Below it’s shown the new histogram of the Title feature just created:

g <- ggplot(full, aes(Title))
g <- g + geom_bar(color="black", aes(fill=Title))
g <- g + coord_flip() + labs(title = "Passenger titles", x = "Title", y = "Count") + theme_bw()
g

Ticket: Ticket number

Using the same approch used for the Title (checking the structure of the entries and using regex), the Ticket.number is extracted:

full$Ticket.number <- gsub(pattern = "^((.*) )?(\\d*)?$", x=full$Ticket, replacement="\\3")
# Since we want to treat them as number the tickets which start with LINE are replaced with the 0
full$Ticket.number <- gsub(pattern = "^LINE$", x=full$Ticket.number, replacement="0")
full$Ticket.number <- as.integer(full$Ticket.number)

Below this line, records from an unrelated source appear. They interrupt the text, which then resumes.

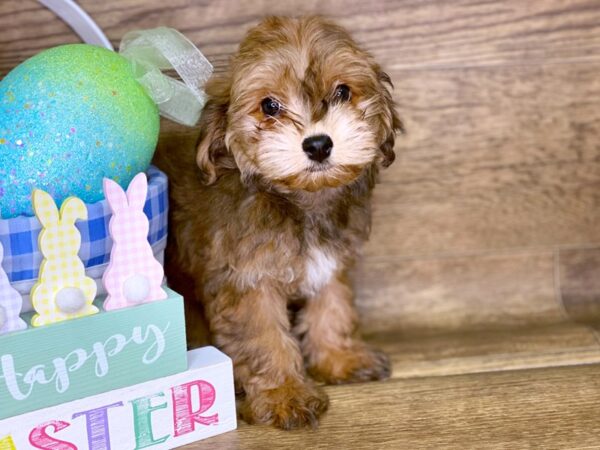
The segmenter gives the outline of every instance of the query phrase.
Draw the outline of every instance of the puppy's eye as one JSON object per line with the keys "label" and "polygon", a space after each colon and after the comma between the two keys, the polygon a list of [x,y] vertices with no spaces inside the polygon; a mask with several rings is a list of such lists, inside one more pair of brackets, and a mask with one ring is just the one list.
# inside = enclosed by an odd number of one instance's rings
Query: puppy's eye
{"label": "puppy's eye", "polygon": [[260,102],[260,107],[267,116],[276,116],[281,111],[279,102],[269,97]]}
{"label": "puppy's eye", "polygon": [[333,98],[340,102],[347,102],[351,97],[350,88],[345,84],[340,84],[335,88],[335,93],[333,94]]}

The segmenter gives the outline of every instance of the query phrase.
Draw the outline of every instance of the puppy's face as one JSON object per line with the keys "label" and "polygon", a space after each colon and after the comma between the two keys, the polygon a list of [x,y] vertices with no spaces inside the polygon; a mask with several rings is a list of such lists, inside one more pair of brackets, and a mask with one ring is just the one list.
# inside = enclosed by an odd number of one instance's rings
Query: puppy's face
{"label": "puppy's face", "polygon": [[365,167],[393,161],[400,122],[386,83],[336,25],[266,19],[228,76],[207,85],[198,163],[214,179],[230,155],[244,177],[287,190],[348,184]]}

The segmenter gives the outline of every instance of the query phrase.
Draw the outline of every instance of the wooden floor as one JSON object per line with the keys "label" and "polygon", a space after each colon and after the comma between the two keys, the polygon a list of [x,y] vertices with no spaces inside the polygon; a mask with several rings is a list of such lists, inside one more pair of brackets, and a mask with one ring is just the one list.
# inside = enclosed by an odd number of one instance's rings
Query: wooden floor
{"label": "wooden floor", "polygon": [[600,448],[600,344],[590,327],[371,342],[392,356],[392,378],[327,387],[331,406],[318,430],[240,422],[185,448]]}
{"label": "wooden floor", "polygon": [[328,392],[334,407],[317,432],[242,424],[186,448],[600,447],[600,366],[391,380]]}
{"label": "wooden floor", "polygon": [[[217,72],[266,14],[328,15],[390,74],[407,129],[355,275],[393,379],[328,388],[317,432],[241,424],[189,448],[600,446],[599,0],[79,3],[115,44],[179,29]],[[75,41],[1,0],[0,76]],[[160,145],[196,134],[164,121]]]}

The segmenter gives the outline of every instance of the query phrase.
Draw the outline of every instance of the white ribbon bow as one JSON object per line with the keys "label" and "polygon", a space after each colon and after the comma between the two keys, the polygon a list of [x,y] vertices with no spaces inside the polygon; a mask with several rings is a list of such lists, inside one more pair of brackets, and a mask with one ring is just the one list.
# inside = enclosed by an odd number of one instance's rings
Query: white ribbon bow
{"label": "white ribbon bow", "polygon": [[[188,126],[198,122],[213,67],[184,35],[166,27],[132,31],[121,40],[119,53],[131,61],[162,116]],[[168,69],[175,69],[183,83],[162,72]]]}

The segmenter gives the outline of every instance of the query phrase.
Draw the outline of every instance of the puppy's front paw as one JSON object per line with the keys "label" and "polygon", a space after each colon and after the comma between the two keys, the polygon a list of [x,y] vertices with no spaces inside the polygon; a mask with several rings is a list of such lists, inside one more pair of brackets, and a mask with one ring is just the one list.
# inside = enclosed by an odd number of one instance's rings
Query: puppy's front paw
{"label": "puppy's front paw", "polygon": [[327,395],[316,386],[289,381],[247,396],[240,412],[248,423],[271,424],[284,430],[314,429],[328,406]]}
{"label": "puppy's front paw", "polygon": [[327,384],[384,380],[392,372],[385,353],[357,342],[350,349],[320,351],[308,373]]}

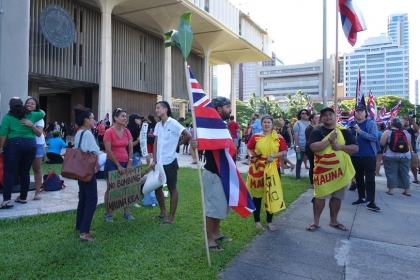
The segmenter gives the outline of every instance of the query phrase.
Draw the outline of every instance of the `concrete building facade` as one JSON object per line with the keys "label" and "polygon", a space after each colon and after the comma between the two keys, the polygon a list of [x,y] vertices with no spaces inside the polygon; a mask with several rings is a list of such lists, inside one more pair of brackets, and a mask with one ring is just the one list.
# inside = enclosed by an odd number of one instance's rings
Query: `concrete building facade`
{"label": "concrete building facade", "polygon": [[[332,98],[334,93],[334,56],[327,60],[327,98]],[[323,63],[322,60],[304,64],[271,66],[257,68],[259,86],[258,96],[270,96],[272,100],[284,101],[286,95],[292,96],[301,90],[311,96],[313,101],[323,99]]]}
{"label": "concrete building facade", "polygon": [[[159,95],[170,104],[188,100],[181,53],[165,49],[163,40],[187,11],[194,30],[188,64],[205,92],[210,66],[228,63],[234,73],[239,63],[271,56],[267,32],[227,0],[1,3],[2,116],[14,96],[37,97],[47,120],[66,122],[73,121],[72,107],[79,103],[102,119],[117,107],[153,114]],[[62,44],[63,38],[70,43]],[[185,106],[179,111],[182,115]]]}

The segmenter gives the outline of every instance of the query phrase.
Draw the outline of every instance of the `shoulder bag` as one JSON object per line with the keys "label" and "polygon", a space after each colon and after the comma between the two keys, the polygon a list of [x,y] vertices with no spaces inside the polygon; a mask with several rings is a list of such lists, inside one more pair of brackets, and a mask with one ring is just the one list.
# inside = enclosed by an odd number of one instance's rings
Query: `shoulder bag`
{"label": "shoulder bag", "polygon": [[82,182],[90,182],[95,174],[95,167],[98,162],[98,156],[92,153],[85,153],[80,150],[83,133],[80,135],[77,149],[67,148],[64,156],[61,175],[68,179],[74,179]]}

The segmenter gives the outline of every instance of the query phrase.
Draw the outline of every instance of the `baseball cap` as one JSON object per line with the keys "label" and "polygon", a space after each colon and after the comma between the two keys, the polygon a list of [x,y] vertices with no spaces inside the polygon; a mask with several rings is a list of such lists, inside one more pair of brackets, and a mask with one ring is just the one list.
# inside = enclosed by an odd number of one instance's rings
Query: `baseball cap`
{"label": "baseball cap", "polygon": [[142,120],[142,119],[144,119],[144,117],[143,116],[140,116],[139,114],[137,114],[137,113],[134,113],[134,114],[131,114],[129,117],[128,117],[128,119],[129,120],[133,120],[133,119],[139,119],[139,120]]}
{"label": "baseball cap", "polygon": [[335,113],[334,112],[334,109],[333,108],[330,108],[330,107],[327,107],[327,108],[324,108],[324,109],[322,109],[319,113],[321,114],[321,116],[324,114],[324,113],[326,113],[326,112],[333,112],[333,113]]}
{"label": "baseball cap", "polygon": [[222,107],[222,106],[225,106],[225,105],[229,105],[229,104],[231,104],[231,102],[230,102],[229,99],[227,99],[224,96],[218,96],[218,97],[215,97],[211,100],[211,104],[213,104],[214,108],[217,108],[217,107]]}
{"label": "baseball cap", "polygon": [[355,111],[357,111],[357,110],[364,110],[364,111],[366,111],[366,107],[365,106],[363,106],[363,105],[357,105],[356,106],[356,108],[354,109]]}

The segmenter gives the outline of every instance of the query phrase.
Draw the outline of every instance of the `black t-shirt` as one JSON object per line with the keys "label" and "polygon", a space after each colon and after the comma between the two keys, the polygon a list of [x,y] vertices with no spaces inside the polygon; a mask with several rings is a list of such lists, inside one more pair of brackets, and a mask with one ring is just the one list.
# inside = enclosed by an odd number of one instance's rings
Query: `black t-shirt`
{"label": "black t-shirt", "polygon": [[284,140],[286,140],[286,144],[291,143],[288,128],[289,127],[285,125],[280,130],[280,135],[283,136]]}
{"label": "black t-shirt", "polygon": [[153,144],[155,143],[155,136],[153,135],[155,131],[156,124],[149,123],[147,126],[147,144]]}
{"label": "black t-shirt", "polygon": [[407,132],[410,133],[411,136],[411,148],[413,149],[413,152],[417,153],[416,135],[414,134],[414,129],[410,127],[407,129]]}
{"label": "black t-shirt", "polygon": [[211,150],[205,150],[204,156],[206,157],[206,164],[204,165],[204,168],[210,171],[211,173],[219,174],[219,170],[217,169],[216,161],[214,160],[213,152]]}
{"label": "black t-shirt", "polygon": [[[314,129],[309,136],[309,145],[312,143],[322,141],[325,138],[325,136],[330,134],[330,132],[333,130],[334,129],[329,129],[329,128],[326,128],[325,126],[321,126]],[[344,136],[345,145],[352,145],[352,144],[357,145],[356,138],[354,138],[354,136],[351,134],[350,131],[345,129],[345,130],[341,130],[341,132],[343,133],[343,136]]]}
{"label": "black t-shirt", "polygon": [[[131,137],[133,137],[133,142],[136,141],[139,138],[140,135],[140,129],[136,127],[128,127],[128,130],[130,130]],[[137,145],[133,145],[133,153],[140,153],[140,143],[137,143]]]}

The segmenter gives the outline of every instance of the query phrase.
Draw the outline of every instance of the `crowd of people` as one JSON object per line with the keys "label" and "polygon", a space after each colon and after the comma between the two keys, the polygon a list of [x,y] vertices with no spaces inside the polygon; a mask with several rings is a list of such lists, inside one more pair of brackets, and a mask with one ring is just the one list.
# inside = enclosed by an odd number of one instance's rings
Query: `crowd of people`
{"label": "crowd of people", "polygon": [[[385,169],[388,195],[393,195],[397,187],[403,189],[402,194],[411,195],[410,170],[414,175],[414,183],[419,183],[416,154],[418,126],[413,116],[392,118],[386,128],[384,124],[376,124],[371,120],[366,108],[358,105],[355,107],[355,120],[343,127],[337,122],[332,108],[324,108],[319,114],[302,109],[298,111],[294,123],[283,117],[275,120],[270,115],[260,117],[258,113],[253,113],[247,127],[241,130],[234,116],[231,116],[229,99],[216,97],[211,103],[220,118],[226,121],[226,129],[230,132],[236,150],[239,151],[241,143],[245,143],[246,156],[242,163],[249,164],[246,186],[255,206],[253,217],[259,230],[276,230],[273,214],[286,207],[281,175],[288,168],[291,172],[295,171],[296,181],[300,182],[302,163],[309,169],[309,188],[314,190],[313,221],[306,227],[308,231],[316,231],[320,227],[319,220],[326,199],[329,199],[329,225],[338,230],[347,230],[338,220],[347,188],[358,192],[358,199],[353,205],[363,204],[369,210],[379,211],[375,201],[375,177],[382,176],[379,172],[381,164]],[[57,122],[48,123],[44,129],[45,113],[32,97],[25,103],[19,98],[13,98],[9,105],[10,111],[3,118],[0,130],[0,151],[5,161],[3,202],[0,209],[13,207],[10,204],[11,191],[17,169],[21,189],[15,202],[27,203],[31,167],[36,187],[34,200],[41,199],[44,146],[49,146],[49,163],[62,163],[60,152],[67,146],[62,137],[65,139],[73,130],[67,129],[65,123],[59,125]],[[90,233],[90,225],[98,201],[97,177],[106,179],[108,172],[116,170],[120,174],[129,173],[134,166],[141,164],[142,156],[146,157],[147,162],[142,176],[159,163],[167,178],[169,209],[165,206],[161,186],[155,191],[160,212],[154,218],[161,220],[163,226],[175,223],[179,149],[183,146],[182,152],[191,154],[194,164],[198,160],[195,152],[199,140],[193,137],[192,124],[183,126],[172,117],[168,102],[157,102],[155,113],[159,122],[152,115],[145,119],[137,113],[128,115],[126,110],[116,108],[112,112],[111,124],[108,120],[96,122],[89,108],[82,105],[74,108],[75,121],[71,127],[75,127],[75,146],[84,152],[98,155],[99,165],[97,176],[93,176],[91,181],[78,181],[79,203],[75,229],[80,232],[81,241],[95,239]],[[145,122],[148,123],[147,154],[142,155],[140,131]],[[287,158],[290,149],[296,153],[296,165]],[[231,242],[232,239],[220,232],[221,220],[226,218],[230,207],[216,162],[219,155],[215,155],[212,150],[201,153],[205,160],[202,180],[208,246],[213,251],[223,251],[217,242]],[[238,153],[232,155],[232,159],[235,162],[241,160]],[[109,190],[104,197],[104,220],[113,222],[113,213],[107,203],[108,194]],[[275,199],[272,199],[274,196]],[[260,218],[263,206],[266,212],[265,225]],[[123,218],[135,220],[130,207],[124,208]]]}

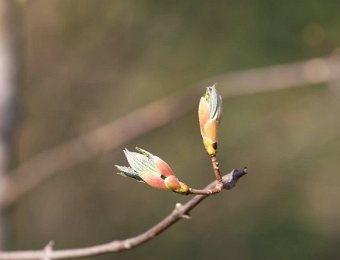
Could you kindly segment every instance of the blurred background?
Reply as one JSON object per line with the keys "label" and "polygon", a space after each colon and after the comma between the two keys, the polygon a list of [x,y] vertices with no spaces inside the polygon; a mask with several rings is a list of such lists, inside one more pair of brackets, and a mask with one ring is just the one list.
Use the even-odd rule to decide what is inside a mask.
{"label": "blurred background", "polygon": [[[197,105],[204,86],[220,75],[220,165],[224,173],[248,166],[249,174],[153,241],[86,259],[340,258],[340,84],[320,70],[321,58],[340,50],[338,1],[28,0],[12,1],[10,9],[19,28],[14,56],[22,65],[8,171],[151,102],[193,94],[172,108],[187,112],[170,114],[159,127],[126,119],[126,141],[107,137],[117,139],[114,149],[103,148],[105,142],[90,155],[85,149],[79,163],[72,151],[59,153],[71,162],[5,207],[3,248],[124,239],[185,203],[189,197],[114,174],[114,164],[126,165],[122,149],[139,146],[166,160],[190,186],[210,183]],[[222,80],[234,71],[305,60],[321,67],[276,91],[269,83],[268,91],[258,92],[257,84],[238,93]],[[290,78],[275,76],[277,82]],[[252,78],[245,80],[251,88]],[[268,84],[265,77],[256,80]],[[157,120],[149,119],[156,126]],[[135,128],[147,130],[129,138]],[[44,169],[49,172],[49,164]],[[30,182],[34,172],[20,173],[21,181]]]}

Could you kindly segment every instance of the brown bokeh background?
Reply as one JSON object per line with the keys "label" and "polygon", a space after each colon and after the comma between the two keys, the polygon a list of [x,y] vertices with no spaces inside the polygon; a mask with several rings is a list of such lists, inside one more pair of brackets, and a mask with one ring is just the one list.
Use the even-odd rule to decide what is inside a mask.
{"label": "brown bokeh background", "polygon": [[[215,75],[329,56],[340,43],[336,1],[30,0],[22,8],[16,165]],[[247,165],[249,175],[190,221],[96,259],[339,258],[339,98],[334,82],[225,98],[220,165]],[[10,209],[8,249],[123,239],[185,202],[114,174],[126,164],[122,149],[135,146],[191,186],[213,178],[193,110],[27,193]]]}

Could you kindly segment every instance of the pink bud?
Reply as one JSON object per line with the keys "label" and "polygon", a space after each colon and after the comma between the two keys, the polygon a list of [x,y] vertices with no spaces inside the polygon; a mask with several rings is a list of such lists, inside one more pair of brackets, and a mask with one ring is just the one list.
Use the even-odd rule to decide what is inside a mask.
{"label": "pink bud", "polygon": [[198,119],[205,149],[211,156],[216,155],[217,130],[221,113],[221,96],[217,93],[215,86],[208,87],[199,103]]}
{"label": "pink bud", "polygon": [[204,126],[210,117],[210,109],[207,100],[201,97],[200,104],[198,106],[198,120],[200,123],[200,130],[202,136],[204,135]]}
{"label": "pink bud", "polygon": [[177,179],[165,161],[141,148],[136,149],[141,153],[124,150],[130,167],[116,165],[120,171],[118,174],[144,182],[153,188],[188,194],[189,187]]}
{"label": "pink bud", "polygon": [[152,172],[143,172],[139,175],[145,183],[156,189],[168,189],[164,180]]}
{"label": "pink bud", "polygon": [[165,186],[170,190],[175,191],[181,188],[181,184],[175,176],[166,177],[164,182]]}
{"label": "pink bud", "polygon": [[208,137],[212,142],[217,142],[218,122],[208,119],[204,125],[204,136]]}
{"label": "pink bud", "polygon": [[167,164],[165,161],[163,161],[161,158],[158,156],[154,156],[154,162],[156,165],[156,168],[160,171],[160,173],[165,176],[174,176],[174,172],[170,168],[169,164]]}

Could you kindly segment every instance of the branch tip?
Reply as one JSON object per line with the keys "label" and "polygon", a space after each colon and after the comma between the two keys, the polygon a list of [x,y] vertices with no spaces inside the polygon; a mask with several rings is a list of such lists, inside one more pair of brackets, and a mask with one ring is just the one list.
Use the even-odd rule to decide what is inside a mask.
{"label": "branch tip", "polygon": [[234,169],[223,177],[224,189],[230,190],[236,186],[237,181],[248,173],[247,167]]}
{"label": "branch tip", "polygon": [[189,219],[191,219],[191,216],[189,214],[182,214],[181,218],[189,220]]}
{"label": "branch tip", "polygon": [[45,249],[53,249],[55,245],[55,242],[53,240],[51,240],[50,242],[47,243],[47,245],[45,246]]}
{"label": "branch tip", "polygon": [[54,241],[51,240],[44,247],[44,257],[42,258],[43,260],[50,260],[51,259],[51,254],[52,254],[52,251],[53,251],[53,246],[54,246]]}

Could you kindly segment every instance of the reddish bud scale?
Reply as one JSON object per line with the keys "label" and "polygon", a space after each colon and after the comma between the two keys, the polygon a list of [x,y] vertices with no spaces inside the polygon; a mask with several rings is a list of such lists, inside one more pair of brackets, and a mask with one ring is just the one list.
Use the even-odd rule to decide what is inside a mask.
{"label": "reddish bud scale", "polygon": [[160,171],[160,173],[163,176],[168,177],[168,176],[175,175],[172,169],[170,168],[169,164],[167,164],[161,158],[159,158],[158,156],[154,156],[154,161],[155,161],[156,168]]}
{"label": "reddish bud scale", "polygon": [[217,130],[218,122],[216,120],[209,119],[204,126],[204,134],[212,142],[217,142]]}
{"label": "reddish bud scale", "polygon": [[201,130],[202,136],[205,134],[204,128],[209,118],[210,118],[209,104],[207,100],[204,97],[202,97],[199,103],[199,107],[198,107],[198,119],[200,123],[200,130]]}
{"label": "reddish bud scale", "polygon": [[181,188],[181,184],[175,176],[166,177],[164,180],[165,186],[170,190],[178,190]]}
{"label": "reddish bud scale", "polygon": [[168,189],[165,185],[164,180],[157,176],[152,172],[144,172],[140,174],[140,177],[145,181],[148,185],[156,189]]}
{"label": "reddish bud scale", "polygon": [[210,107],[204,97],[201,98],[198,107],[198,119],[205,149],[209,155],[215,155],[219,122],[210,118]]}

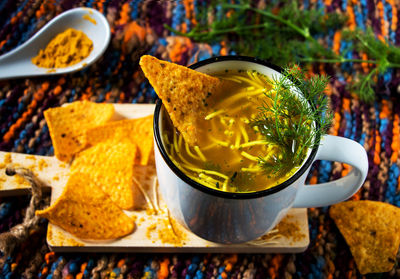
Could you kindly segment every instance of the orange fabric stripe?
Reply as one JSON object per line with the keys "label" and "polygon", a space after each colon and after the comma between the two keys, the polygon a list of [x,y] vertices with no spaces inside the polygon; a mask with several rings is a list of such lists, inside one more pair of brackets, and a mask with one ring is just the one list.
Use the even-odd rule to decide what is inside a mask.
{"label": "orange fabric stripe", "polygon": [[347,16],[348,16],[348,20],[347,20],[347,24],[350,28],[350,30],[355,30],[356,29],[356,18],[354,15],[354,9],[353,6],[348,5],[347,6]]}
{"label": "orange fabric stripe", "polygon": [[381,21],[381,32],[382,32],[382,35],[381,36],[378,36],[378,38],[381,40],[381,41],[385,41],[385,37],[387,37],[387,34],[388,34],[388,32],[387,32],[387,30],[386,30],[386,28],[385,28],[385,18],[384,18],[384,13],[385,13],[385,10],[384,10],[384,7],[383,7],[383,3],[382,2],[378,2],[377,4],[376,4],[376,7],[377,7],[377,9],[378,9],[378,12],[379,12],[379,17],[380,17],[380,21]]}
{"label": "orange fabric stripe", "polygon": [[376,141],[375,141],[375,152],[374,152],[374,164],[379,165],[381,163],[381,142],[382,138],[378,131],[375,131]]}
{"label": "orange fabric stripe", "polygon": [[21,118],[19,118],[14,124],[12,124],[10,126],[10,129],[4,134],[4,142],[9,142],[15,136],[16,131],[21,128],[21,126],[28,120],[28,118],[36,109],[38,101],[41,101],[44,98],[44,95],[49,89],[49,86],[50,84],[48,82],[44,82],[41,88],[39,88],[39,90],[33,94],[33,99],[28,105],[27,110],[22,114]]}
{"label": "orange fabric stripe", "polygon": [[392,112],[390,111],[389,104],[387,100],[382,100],[382,108],[381,112],[379,113],[379,118],[388,118]]}
{"label": "orange fabric stripe", "polygon": [[390,145],[390,147],[393,150],[390,160],[393,163],[395,163],[399,158],[399,148],[400,148],[400,119],[397,114],[394,116],[393,119],[393,137],[392,137],[392,144]]}
{"label": "orange fabric stripe", "polygon": [[338,112],[335,112],[334,114],[334,119],[333,119],[333,135],[337,136],[339,134],[339,128],[340,128],[340,120],[341,120],[341,115]]}
{"label": "orange fabric stripe", "polygon": [[336,31],[335,35],[333,35],[333,51],[336,54],[340,53],[340,41],[342,39],[342,32]]}

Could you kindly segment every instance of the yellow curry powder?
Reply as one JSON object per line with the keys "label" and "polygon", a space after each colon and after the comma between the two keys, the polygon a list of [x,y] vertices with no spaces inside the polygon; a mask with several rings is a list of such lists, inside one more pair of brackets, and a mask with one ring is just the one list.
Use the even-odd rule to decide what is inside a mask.
{"label": "yellow curry powder", "polygon": [[85,33],[69,28],[41,49],[32,63],[42,68],[65,68],[88,57],[92,49],[93,42]]}
{"label": "yellow curry powder", "polygon": [[96,20],[92,17],[90,17],[90,15],[84,15],[83,19],[89,20],[91,23],[93,23],[94,25],[97,24]]}

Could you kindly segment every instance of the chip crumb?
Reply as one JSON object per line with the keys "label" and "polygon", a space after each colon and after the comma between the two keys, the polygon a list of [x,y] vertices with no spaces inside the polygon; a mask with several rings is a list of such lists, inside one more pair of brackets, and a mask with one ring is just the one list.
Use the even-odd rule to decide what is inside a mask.
{"label": "chip crumb", "polygon": [[85,246],[85,244],[82,242],[79,242],[73,238],[68,238],[68,239],[66,239],[66,243],[64,246],[83,247],[83,246]]}
{"label": "chip crumb", "polygon": [[155,215],[155,214],[157,214],[157,211],[155,211],[153,208],[146,208],[146,214],[147,215]]}
{"label": "chip crumb", "polygon": [[55,176],[53,176],[53,180],[54,180],[54,181],[59,181],[59,180],[60,180],[60,177],[59,177],[58,175],[55,175]]}
{"label": "chip crumb", "polygon": [[27,167],[27,169],[29,169],[29,170],[31,170],[33,172],[36,169],[36,165],[34,165],[34,164],[30,165],[30,166]]}
{"label": "chip crumb", "polygon": [[39,170],[43,170],[44,168],[47,168],[49,165],[47,164],[46,160],[40,159],[38,163],[38,168]]}
{"label": "chip crumb", "polygon": [[300,225],[298,221],[289,221],[288,219],[283,219],[283,222],[279,222],[276,226],[279,234],[286,237],[287,239],[292,239],[294,242],[302,240],[306,235],[301,232]]}
{"label": "chip crumb", "polygon": [[150,226],[147,227],[146,230],[146,236],[148,239],[151,238],[151,234],[157,229],[157,224],[151,224]]}
{"label": "chip crumb", "polygon": [[291,243],[298,242],[306,237],[306,235],[301,231],[299,222],[290,220],[292,218],[291,215],[285,216],[285,218],[280,221],[274,229],[276,232],[266,233],[261,236],[262,240],[268,241],[272,238],[276,237],[285,237]]}
{"label": "chip crumb", "polygon": [[186,233],[179,229],[177,222],[171,218],[162,219],[162,228],[158,231],[158,237],[162,243],[172,244],[174,246],[183,246],[187,239]]}
{"label": "chip crumb", "polygon": [[51,242],[54,242],[56,246],[75,246],[75,247],[85,246],[84,243],[77,241],[76,239],[73,239],[70,236],[65,235],[62,231],[53,232],[52,226],[48,226],[47,239],[51,240]]}
{"label": "chip crumb", "polygon": [[26,155],[26,156],[25,156],[25,159],[28,159],[28,160],[36,160],[36,157],[33,156],[33,155]]}
{"label": "chip crumb", "polygon": [[10,153],[7,153],[6,155],[4,155],[3,163],[6,165],[12,163],[12,157],[11,157]]}
{"label": "chip crumb", "polygon": [[159,240],[162,244],[172,244],[175,247],[185,245],[187,240],[186,232],[181,230],[177,222],[168,216],[163,216],[156,223],[150,224],[146,230],[146,237],[153,243]]}
{"label": "chip crumb", "polygon": [[66,243],[67,237],[65,237],[64,233],[61,231],[58,231],[57,233],[54,233],[55,237],[57,238],[58,242],[60,243],[60,246],[63,246],[64,243]]}
{"label": "chip crumb", "polygon": [[0,169],[5,169],[6,166],[7,166],[7,164],[5,164],[5,163],[0,163]]}
{"label": "chip crumb", "polygon": [[47,239],[53,239],[53,227],[47,226]]}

Cabin: extracting the deck

full <- full %>% mutate(Cabin.Deck = as.factor(case_when(
    grepl("^A",Cabin) ~ "A",
    grepl("^B",Cabin) ~ "B",
    grepl("^C",Cabin) ~ "C",
    grepl("^D",Cabin) ~ "D",
    grepl("^E",Cabin) ~ "E",
    grepl("^F",Cabin) ~ "F",
    grepl("^G",Cabin) ~ "G",
    grepl("^T",Cabin) ~ "T",
    TRUE ~ "NONE"
)))
g <- ggplot(filter(full,Cabin.Deck != "NONE" & Set=="train"), aes(Cabin.Deck))
g <- g + geom_bar(color="black", aes(fill=Survived, alpha=Pclass), position = "dodge")
g <- g + labs(title = "Cabin Deck distribution", x = "Cabin Deck", y = "Count") + theme_bw()
g
## Warning: Using alpha for a discrete variable is not advised.

Missing Value imputation

Age

Two different imputation techniques are tried:

  • fit a tree-based model using Age and Title;
  • replacing with the median age inside inside the Title group of appartenance.

Median inside the Title group

By looking at the Age distribution for each Title:

it seems reasonable to use the median Age in the Title group of appartenency.